American Express, Discover Financial Services, JCB International, MasterCard, and Visa Inc. all abide by the regulations set by the PCI Security Standards Council. Having PCI compliant devices means you can be sure they are up to standards for security.
Monitor Physical Devices
Criminals will go to great lengths to get your customers credit card information. Placing hidden cameras is an easy way for someone to get PIN numbers. Also, by tampering with physical devices, a thief can obtain records of every credit card scanned by those devices.
Keep an eye out for extra wiring, or labels that don’t seem to belong — torn or curling edges, mismatched brands, non-related stickers.
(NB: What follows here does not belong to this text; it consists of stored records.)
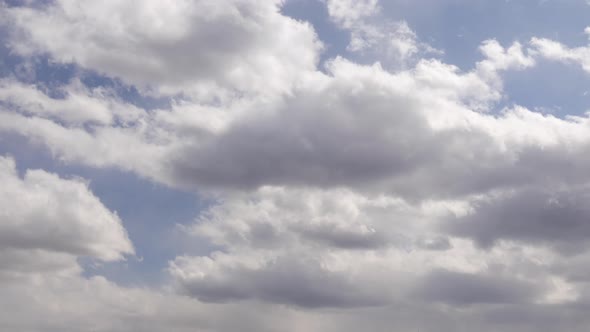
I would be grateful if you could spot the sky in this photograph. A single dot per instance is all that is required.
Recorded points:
(294, 165)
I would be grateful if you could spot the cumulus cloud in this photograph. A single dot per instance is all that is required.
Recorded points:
(372, 195)
(41, 211)
(394, 42)
(556, 51)
(186, 46)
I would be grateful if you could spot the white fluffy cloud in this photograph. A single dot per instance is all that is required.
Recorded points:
(556, 51)
(360, 195)
(47, 222)
(197, 46)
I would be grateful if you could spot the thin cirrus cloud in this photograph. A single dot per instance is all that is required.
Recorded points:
(382, 188)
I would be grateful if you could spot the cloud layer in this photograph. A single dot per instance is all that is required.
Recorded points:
(382, 188)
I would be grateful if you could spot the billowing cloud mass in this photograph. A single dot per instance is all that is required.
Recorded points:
(378, 184)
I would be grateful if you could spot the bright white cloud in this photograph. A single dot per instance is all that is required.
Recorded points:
(42, 213)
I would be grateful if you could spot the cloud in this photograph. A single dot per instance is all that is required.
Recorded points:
(556, 51)
(394, 197)
(551, 216)
(188, 46)
(41, 211)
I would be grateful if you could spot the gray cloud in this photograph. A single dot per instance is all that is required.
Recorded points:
(554, 217)
(464, 289)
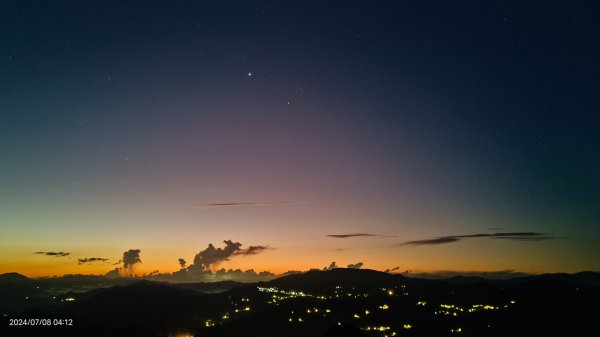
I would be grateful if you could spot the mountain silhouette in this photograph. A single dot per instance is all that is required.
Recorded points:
(338, 302)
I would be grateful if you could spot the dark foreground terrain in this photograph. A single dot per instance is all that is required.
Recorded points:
(340, 302)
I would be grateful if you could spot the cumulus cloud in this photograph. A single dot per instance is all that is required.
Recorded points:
(114, 273)
(516, 236)
(252, 250)
(332, 265)
(355, 265)
(130, 259)
(55, 254)
(213, 256)
(91, 259)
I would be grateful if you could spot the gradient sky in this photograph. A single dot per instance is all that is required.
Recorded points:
(122, 121)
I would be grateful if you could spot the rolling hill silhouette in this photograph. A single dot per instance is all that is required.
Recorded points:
(339, 302)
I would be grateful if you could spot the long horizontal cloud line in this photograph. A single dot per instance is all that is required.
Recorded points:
(56, 254)
(91, 259)
(352, 235)
(517, 236)
(243, 204)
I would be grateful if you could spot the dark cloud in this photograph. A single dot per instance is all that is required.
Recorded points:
(242, 276)
(239, 204)
(56, 254)
(517, 236)
(351, 235)
(114, 273)
(355, 265)
(130, 259)
(252, 250)
(436, 241)
(91, 259)
(496, 274)
(213, 256)
(332, 265)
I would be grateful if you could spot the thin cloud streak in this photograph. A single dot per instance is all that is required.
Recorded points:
(248, 204)
(55, 254)
(352, 235)
(91, 259)
(436, 241)
(516, 236)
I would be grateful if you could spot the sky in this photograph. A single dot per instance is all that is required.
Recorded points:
(428, 136)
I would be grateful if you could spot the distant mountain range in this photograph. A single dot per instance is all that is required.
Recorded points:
(339, 302)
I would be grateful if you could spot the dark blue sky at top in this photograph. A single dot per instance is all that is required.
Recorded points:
(497, 102)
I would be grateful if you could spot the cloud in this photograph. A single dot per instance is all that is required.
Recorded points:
(355, 265)
(245, 204)
(114, 273)
(213, 256)
(436, 241)
(91, 259)
(516, 236)
(56, 254)
(351, 235)
(496, 274)
(252, 250)
(130, 259)
(332, 265)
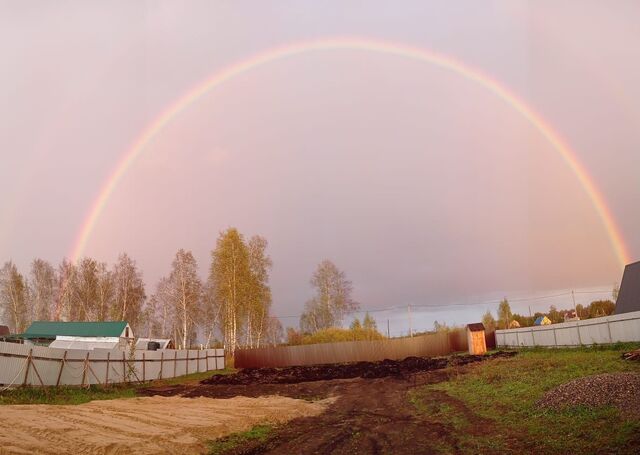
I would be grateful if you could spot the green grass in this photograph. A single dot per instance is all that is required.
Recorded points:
(498, 408)
(258, 433)
(79, 395)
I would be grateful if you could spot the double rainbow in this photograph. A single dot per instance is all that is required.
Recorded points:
(292, 50)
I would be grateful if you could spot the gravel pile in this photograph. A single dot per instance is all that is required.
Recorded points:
(621, 390)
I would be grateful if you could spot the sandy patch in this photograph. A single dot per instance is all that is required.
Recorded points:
(147, 425)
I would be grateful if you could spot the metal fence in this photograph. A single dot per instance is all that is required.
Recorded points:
(604, 330)
(43, 366)
(353, 351)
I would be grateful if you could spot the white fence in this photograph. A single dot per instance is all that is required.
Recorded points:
(604, 330)
(42, 366)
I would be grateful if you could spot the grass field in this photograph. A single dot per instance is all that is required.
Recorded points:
(492, 407)
(78, 395)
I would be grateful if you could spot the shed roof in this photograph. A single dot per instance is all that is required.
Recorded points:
(51, 329)
(476, 327)
(629, 295)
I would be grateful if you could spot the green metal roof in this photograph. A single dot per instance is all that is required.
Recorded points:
(50, 329)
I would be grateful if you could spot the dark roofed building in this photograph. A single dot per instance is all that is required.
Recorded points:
(476, 338)
(629, 296)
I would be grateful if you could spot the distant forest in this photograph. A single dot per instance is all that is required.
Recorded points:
(232, 306)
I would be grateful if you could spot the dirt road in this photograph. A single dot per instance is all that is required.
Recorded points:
(368, 416)
(149, 425)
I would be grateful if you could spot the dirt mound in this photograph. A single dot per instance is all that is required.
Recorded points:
(150, 425)
(367, 370)
(621, 390)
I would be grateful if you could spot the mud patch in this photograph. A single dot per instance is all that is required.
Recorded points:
(367, 370)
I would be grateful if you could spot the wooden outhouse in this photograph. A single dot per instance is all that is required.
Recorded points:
(476, 339)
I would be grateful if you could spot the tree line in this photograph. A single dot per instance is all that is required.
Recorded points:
(595, 309)
(232, 305)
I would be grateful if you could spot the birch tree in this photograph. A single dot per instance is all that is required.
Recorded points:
(184, 290)
(258, 291)
(63, 304)
(42, 290)
(230, 276)
(332, 300)
(160, 317)
(13, 297)
(84, 290)
(129, 292)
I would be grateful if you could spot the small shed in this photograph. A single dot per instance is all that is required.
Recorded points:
(88, 343)
(571, 316)
(476, 338)
(629, 295)
(542, 320)
(163, 343)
Missing or loose screws is another indication that a device might have been tampered with.
Don’t Connect Your POS to External Networks
Hackers don’t have to be at your retail location to install software onto your POS systems. Systems connected to external networks are vulnerable to attacks from malicious hackers. Instead, process payments through a corporate network to be more secure.
Devices that are PCI compliant are more secure, but that’s only part of securing your customers information. The PCI Security Standard Council also makes regulations on online shopping carts, network devices, and networks themselves.
Other Steps to Have a Secure POS System
The PCI Security Council also recommends that you delete cardholder data unless it’s necessary for some reason. Regular check-ups with your payment processor are also suggested by the Security Council.
POS software typically allows for different permission levels based on the user. It’s good to have an admin role to access all facets of the POS system, a manager role who can handle most things, and a general user or clerk role who can take payments but not much else.
If you’re having trouble keeping up on security, don’t be afraid to hire a security expert. Even a one over on your POS security can save you a ton of time and money in the future.